Sarkozy s’est constitué une force de par son parcours au ministère de l’intérieur et son discours très marqué.
- La question écologiste.
La question environnementale comme enjeu politique émerge dans les années 1960. Les associations naturalistes existaient déjà auparavant.
La défense de la nature contre le productivisme est un thème nouveau qui émerge dans les années 1960. Dans le tournant des années 1960-1970, la notion d’environnement apparait dans le langage courant et dans le débat politique. Les mouvements qui s’en saisissent vont être moins tournées vers la contemplation de la nature, on davantage réfléchir sur la place de l’homme et les interaction de ses activités sur la nature. On va réfléchir sur l’aménagement. En 1971 sera créé le premier ministère de l’environnement.

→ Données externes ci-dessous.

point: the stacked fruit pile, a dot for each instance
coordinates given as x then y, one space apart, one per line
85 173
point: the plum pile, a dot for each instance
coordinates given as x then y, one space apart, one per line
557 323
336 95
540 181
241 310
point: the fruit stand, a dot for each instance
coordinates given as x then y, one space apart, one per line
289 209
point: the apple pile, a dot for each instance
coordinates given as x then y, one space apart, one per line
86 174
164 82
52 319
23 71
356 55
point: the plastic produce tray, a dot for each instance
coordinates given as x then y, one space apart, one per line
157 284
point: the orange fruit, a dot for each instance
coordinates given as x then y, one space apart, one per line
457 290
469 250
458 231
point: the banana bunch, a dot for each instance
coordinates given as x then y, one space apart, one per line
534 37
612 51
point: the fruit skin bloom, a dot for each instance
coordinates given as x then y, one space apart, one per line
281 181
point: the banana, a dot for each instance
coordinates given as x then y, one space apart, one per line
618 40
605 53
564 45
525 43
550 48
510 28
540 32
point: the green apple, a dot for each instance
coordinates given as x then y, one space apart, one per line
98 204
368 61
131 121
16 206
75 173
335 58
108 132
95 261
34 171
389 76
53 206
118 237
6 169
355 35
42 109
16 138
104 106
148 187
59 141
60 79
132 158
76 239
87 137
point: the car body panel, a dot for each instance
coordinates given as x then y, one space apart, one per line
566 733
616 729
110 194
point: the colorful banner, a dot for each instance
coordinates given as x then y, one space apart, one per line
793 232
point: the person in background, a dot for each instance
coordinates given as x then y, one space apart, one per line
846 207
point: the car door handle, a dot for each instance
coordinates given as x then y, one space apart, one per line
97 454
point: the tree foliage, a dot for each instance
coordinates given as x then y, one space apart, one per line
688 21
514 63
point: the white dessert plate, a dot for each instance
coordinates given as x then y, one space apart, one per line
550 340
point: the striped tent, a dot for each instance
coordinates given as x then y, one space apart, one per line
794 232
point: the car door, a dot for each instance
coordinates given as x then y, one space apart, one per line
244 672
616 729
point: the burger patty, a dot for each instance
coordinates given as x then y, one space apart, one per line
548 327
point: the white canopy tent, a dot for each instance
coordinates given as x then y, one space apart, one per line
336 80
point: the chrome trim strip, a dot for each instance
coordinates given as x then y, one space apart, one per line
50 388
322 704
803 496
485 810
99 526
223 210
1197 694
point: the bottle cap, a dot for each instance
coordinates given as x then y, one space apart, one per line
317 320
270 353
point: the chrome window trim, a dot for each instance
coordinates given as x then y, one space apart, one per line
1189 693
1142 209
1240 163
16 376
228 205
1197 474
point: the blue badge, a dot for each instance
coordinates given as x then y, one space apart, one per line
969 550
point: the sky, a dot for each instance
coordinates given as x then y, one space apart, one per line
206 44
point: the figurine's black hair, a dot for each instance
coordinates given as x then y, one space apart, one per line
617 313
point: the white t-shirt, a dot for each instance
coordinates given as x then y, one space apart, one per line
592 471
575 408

Le mouvement écologiste comme le FN est très divers, on y retrouve les défenseurs de la nature, mais aussi des ingénieurs et des aménageurs soucieux de l’écosystème, mais aussi des tiers-mondistes, des pacifistes. C’est donc au début un mouvement associatif qui s’appuie sur des critiques du matérialiste, du productivisme et du consumérisme, mais aussi de la technique sur la vie moderne. Le mouvement va donc porter des revendications diverses. L’écologie politique représentera une partie de la mouvance.
A la présidentielle de 1974 on assistera à la candidature de René Dumont, mais son score très faible n’entrainera pas une mobilisation partisane. Ce n’est qu’en 1984 que divers groupes vont se fédérer et s’institutionnaliser avec la création du parti « les Verts ». Ce parti est très hétérogène, il va rassembler des militants de l’extrême gauche, des militants qui refusent le système partisan, des naturalistes également.
En s’invitant dans le jeu électoral, il y a l’acceptation des règles partisanes, mais au sein des Verts il y a un refus de la professionnalisation politique et de la centralisation du pouvoir. Ils sont aussi attachés au non cumul des mandats, tant sur le plan géographique que temporel. Son fonctionnement est favorable à la rotation des mandats, ce qui pose problème pour leur candidature aux présidentielles.
Il est également difficile pour les Verts de se positionner dans le clivage gauche/droit. Il faudra attendre 1994 pour qu’ils se positionnent à gauche de l’échiquier ce qui leur permettra de participer aux gouvernements de gauche. Cette expérience laissera un goût amer tant aux militants qu’à leurs représentants.
Tout ceci explique que régulièrement se font des négociations intenses pour réfléchir sur les investitures et les tractations avec les socialistes.
Ils sont aussi fortement pro-européens, même si l’aile gauche a voté Non au référendum de 2005 sur une constitution européenne. Ils sont favorables à l’instauration d’une 6ème république comme Arnaud Montebourg.
La force militante est très faible (environ 8000 militants). Il y a 12 sénateurs et 17 députés écologistes actuellement.
FN et Verts constituent une double échappée pour des groupes sociaux qui avant étaient favorables à la gauche. Les verts y grappillent les classes sociales moyennes supérieures instruites (ceci explique la victoire à Grenoble lors des municipales).
- La gauche, un pôle fracturé ?
Au-delà du problème que peuvent lui poser le FN et es alliances avec les Verts, cette gauche n’est pas unifiée. Le PS est le seul à avoir obtenu la mandature suprême. Le PCF s’est étiolé et les partis d’extrême gauche sont fortement minoritaires.